A música “Ira”, de João Márcio e Fabiano, aborda de forma direta como o ciúme e a disputa por amor podem destruir até mesmo os laços mais profundos, como o de pai e filho. O personagem central, João Otávio, é um homem respeitado no sertão que, movido por uma paixão cega e pelo desejo de preservar sua honra, acaba cometendo um crime. O contexto sertanejo é fundamental para entender a tragédia: valores como defesa do território e honra são levados ao extremo, e a “ira” do título representa um sentimento que domina e destrói.

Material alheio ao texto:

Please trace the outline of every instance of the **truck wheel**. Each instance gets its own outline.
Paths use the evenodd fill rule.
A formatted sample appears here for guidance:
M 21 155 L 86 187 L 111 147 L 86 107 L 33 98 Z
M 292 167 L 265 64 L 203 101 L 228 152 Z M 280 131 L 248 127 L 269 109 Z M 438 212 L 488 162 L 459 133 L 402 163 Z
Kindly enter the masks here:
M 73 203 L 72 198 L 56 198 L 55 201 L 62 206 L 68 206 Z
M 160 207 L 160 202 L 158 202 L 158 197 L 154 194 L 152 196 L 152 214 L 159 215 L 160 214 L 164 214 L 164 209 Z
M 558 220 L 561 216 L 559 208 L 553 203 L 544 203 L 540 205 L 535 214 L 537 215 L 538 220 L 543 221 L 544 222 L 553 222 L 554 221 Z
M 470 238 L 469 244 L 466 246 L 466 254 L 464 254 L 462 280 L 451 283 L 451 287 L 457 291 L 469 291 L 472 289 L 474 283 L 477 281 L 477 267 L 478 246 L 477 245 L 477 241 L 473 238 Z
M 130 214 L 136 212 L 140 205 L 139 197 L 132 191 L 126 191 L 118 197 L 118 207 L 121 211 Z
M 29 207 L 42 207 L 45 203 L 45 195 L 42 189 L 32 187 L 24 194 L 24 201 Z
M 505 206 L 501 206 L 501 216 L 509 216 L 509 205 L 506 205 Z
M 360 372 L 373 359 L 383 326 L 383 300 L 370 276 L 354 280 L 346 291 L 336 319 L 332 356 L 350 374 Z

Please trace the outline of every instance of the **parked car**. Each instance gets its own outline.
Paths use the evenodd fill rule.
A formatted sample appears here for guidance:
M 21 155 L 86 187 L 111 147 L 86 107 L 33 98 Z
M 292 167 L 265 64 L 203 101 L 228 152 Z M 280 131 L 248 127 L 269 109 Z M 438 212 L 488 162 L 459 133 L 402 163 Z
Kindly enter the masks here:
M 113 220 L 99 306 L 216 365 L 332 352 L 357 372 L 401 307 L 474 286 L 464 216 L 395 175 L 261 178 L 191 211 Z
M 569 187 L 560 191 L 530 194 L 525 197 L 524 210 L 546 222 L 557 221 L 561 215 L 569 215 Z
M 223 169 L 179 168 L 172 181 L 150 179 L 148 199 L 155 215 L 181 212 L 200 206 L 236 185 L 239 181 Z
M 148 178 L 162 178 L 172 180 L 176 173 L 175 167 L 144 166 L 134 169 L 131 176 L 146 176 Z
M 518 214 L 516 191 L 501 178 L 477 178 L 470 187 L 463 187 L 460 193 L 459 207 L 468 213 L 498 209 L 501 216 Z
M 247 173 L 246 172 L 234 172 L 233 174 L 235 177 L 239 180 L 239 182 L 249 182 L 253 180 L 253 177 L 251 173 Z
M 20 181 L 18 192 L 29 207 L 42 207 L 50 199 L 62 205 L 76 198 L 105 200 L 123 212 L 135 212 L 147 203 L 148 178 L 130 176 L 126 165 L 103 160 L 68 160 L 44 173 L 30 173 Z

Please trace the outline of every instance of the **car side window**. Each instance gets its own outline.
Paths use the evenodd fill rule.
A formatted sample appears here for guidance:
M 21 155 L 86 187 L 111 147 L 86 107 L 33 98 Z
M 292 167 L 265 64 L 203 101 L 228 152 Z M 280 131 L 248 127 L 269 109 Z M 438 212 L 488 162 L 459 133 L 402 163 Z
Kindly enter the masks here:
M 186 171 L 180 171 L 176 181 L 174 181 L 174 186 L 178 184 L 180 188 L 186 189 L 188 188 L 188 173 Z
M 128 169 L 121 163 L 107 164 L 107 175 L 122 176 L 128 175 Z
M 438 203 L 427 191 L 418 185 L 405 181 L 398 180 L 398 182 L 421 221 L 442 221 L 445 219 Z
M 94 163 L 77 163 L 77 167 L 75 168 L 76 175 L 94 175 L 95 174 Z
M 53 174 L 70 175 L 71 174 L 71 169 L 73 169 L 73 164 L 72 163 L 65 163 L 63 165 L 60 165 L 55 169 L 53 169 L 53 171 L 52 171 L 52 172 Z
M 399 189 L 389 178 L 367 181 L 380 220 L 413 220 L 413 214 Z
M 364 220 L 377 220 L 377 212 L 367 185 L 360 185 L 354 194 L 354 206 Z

A letra constrói a tensão entre pai e filho, Chico Brasa, que sonha em deixar o sertão, enquanto o pai permanece rígido: “Seu pai dizia em sua ira / Desse sertão ninguém me tira”. A chegada de uma mulher, descrita de forma quase mítica, intensifica o conflito, transformando pai e filho em rivais. O verso “essa mulher ninguém me tira” mostra como ambos são consumidos por um sentimento possessivo que ultrapassa o amor e vira obsessão. O desfecho trágico, com o duplo homicídio, é apresentado de maneira direta, e a música destaca o peso da culpa: “Consciência é feito terra / Que não se pode plantar”. Assim, “Ira” vai além de uma simples narrativa de violência, retratando o sertanejo marcado pelo medo, dúvida e solidão, e mostrando que todos saem feridos quando a ira domina.
O significado desta letra foi gerado automaticamente.